We want to strengthen partnership working between probation and local partners, including local authorities and police and crime commissioners, and the future probation model announced on 16 May will better enable this with a new regional structure led by regional directors responsible for the delivery and commissioning of probation services. They will work with local partners to identify shared priorities and co-commission services that will better support the management of offenders in the community.
The short answer is yes. Our plan is to create a dynamic framework for the commissioning of resettlement and rehabilitative intervention opportunities. To complement this, we will ring-fence £20 million a year in an innovation fund to attract match funding from other Departments and commissioning bodies for innovative cross-cutting approaches.
Yes, I do think that is a very sensible goal, and sometimes that point has been missed in the debate about the transforming rehabilitation programme. My view is that we need to build on those reforms, and that is why on 16 May I outlined the changes we were making. My hon. Friend is right that we need to be ambitious and provide coverage for as many ex-offenders as possible.
I am not sure whether the Secretary of State has had a chance yet to see the report published this morning by Crest Advisory on the management of women offenders. It suggests that police and crime commissioners should develop gender-informed alternatives to cautions and thereby keep women out of the criminal justice system. Will he consider that recommendation and the others in the report, and would he or one of his ministerial colleagues be willing to meet me and representatives of Crest to discuss it?

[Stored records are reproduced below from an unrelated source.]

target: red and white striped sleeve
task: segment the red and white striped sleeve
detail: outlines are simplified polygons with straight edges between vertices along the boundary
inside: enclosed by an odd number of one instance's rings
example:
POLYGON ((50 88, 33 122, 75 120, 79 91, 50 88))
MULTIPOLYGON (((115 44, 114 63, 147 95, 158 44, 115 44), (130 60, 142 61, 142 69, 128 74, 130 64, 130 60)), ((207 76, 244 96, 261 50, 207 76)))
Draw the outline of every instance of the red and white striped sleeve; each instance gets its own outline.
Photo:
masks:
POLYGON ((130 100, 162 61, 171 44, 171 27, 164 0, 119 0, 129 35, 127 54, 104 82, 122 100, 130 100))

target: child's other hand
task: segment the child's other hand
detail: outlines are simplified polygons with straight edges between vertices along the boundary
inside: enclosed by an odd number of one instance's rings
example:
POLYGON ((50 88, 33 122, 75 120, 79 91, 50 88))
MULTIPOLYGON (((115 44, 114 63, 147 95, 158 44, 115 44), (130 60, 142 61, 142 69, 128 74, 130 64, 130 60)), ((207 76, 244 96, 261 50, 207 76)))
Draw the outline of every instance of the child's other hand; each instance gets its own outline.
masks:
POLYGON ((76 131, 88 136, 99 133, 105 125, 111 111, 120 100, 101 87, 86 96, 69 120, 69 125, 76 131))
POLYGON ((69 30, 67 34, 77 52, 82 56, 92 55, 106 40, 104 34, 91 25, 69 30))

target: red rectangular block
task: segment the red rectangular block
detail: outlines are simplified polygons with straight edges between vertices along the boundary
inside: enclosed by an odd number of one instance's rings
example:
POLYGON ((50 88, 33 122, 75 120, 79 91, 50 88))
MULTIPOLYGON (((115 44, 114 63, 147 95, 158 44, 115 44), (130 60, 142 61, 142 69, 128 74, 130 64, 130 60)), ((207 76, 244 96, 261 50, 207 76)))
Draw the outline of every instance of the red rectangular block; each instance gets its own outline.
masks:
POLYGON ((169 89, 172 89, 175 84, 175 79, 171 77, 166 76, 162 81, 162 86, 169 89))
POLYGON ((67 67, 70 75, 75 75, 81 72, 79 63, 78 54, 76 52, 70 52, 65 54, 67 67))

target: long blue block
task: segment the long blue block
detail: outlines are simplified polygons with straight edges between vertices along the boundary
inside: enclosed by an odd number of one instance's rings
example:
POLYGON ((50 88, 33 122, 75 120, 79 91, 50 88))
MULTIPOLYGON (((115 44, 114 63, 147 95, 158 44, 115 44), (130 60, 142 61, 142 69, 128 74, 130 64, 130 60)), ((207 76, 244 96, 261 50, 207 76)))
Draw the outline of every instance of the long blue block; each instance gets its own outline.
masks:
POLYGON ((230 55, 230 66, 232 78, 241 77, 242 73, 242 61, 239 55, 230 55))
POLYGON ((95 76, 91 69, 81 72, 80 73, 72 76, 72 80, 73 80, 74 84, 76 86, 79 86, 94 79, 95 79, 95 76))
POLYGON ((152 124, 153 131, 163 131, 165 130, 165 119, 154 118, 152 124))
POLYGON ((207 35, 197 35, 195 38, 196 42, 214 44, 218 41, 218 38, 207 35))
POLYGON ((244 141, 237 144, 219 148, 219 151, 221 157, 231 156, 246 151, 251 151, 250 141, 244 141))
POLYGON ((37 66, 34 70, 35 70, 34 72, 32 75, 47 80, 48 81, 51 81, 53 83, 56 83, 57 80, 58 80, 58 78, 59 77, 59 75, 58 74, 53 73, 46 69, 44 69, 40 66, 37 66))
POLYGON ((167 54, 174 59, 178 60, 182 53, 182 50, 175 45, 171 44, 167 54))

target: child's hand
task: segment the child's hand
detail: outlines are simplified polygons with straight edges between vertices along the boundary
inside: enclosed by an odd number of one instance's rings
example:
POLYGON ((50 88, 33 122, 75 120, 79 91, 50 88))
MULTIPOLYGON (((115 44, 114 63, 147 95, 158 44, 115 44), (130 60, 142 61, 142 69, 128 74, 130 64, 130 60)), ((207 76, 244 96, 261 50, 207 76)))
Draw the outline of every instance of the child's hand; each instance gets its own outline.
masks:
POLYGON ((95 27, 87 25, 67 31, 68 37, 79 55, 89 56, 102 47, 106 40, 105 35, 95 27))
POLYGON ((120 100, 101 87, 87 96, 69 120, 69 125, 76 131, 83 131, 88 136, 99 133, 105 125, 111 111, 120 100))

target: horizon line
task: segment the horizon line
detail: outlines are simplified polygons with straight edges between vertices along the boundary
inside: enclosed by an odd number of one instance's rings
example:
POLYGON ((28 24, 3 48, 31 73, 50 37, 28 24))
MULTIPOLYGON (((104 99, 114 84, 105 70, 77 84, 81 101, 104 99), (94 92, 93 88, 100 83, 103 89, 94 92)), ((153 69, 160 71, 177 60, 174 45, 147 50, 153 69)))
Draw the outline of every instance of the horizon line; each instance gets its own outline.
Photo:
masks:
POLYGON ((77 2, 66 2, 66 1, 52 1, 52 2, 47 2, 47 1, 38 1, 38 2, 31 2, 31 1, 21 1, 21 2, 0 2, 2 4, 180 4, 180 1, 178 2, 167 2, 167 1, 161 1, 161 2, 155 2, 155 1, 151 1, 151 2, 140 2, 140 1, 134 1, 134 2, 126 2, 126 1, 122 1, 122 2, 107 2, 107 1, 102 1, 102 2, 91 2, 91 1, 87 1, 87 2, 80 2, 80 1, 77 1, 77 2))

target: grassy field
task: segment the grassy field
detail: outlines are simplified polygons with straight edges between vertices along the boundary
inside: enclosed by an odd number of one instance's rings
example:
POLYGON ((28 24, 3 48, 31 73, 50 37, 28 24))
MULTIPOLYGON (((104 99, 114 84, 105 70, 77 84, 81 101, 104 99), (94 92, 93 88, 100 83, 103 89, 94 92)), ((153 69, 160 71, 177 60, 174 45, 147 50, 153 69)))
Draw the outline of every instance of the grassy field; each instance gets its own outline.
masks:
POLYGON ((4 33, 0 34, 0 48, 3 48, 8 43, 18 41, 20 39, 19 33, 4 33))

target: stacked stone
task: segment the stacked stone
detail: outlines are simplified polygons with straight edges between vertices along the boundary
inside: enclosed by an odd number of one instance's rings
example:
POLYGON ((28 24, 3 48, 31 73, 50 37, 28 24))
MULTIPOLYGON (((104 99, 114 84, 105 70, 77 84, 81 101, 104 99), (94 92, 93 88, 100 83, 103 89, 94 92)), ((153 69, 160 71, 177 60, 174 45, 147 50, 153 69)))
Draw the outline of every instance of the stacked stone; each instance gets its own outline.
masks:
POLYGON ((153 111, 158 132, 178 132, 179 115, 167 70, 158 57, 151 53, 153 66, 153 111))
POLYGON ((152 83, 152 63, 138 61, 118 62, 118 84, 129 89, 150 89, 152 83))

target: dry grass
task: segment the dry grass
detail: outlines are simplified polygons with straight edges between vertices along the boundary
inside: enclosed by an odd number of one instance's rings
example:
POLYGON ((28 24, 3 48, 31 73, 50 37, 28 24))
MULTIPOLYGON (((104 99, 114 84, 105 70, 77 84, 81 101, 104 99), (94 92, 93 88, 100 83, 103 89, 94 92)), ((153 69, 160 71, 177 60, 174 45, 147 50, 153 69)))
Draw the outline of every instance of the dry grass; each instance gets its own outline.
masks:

I confess I have not had an opportunity yet to read the report published this morning, but from what the hon. Lady says it appears to go in a similar direction to the female offenders strategy I set out last year. I know that the Under-Secretary of State for Justice, my hon. Friend the Member for Charnwood (Edward Argar), would be delighted to meet her to discuss the matter further.
I also congratulate the new Ministers on their appointment.
Short sentences target the most vulnerable offenders, especially women, with 75% of all women offenders sentenced to less than a year going on to reoffend. Has the Secretary of State made an assessment of the impact of short prison sentences on offenders and communities?
Indeed I am concerned about the impact of short sentences, not just on those who receive them but on society as a whole, because if they are ineffective in reducing reoffending, we are not doing society a favour and we are not reducing crime in the way we want to. As I said a moment ago, we set out our approach in the female offenders strategy—there is a case for looking at alternatives to custody for less serious offences. As a whole, I am ambitious to reduce the use of short sentences, which I do not see as being effective in reducing crime.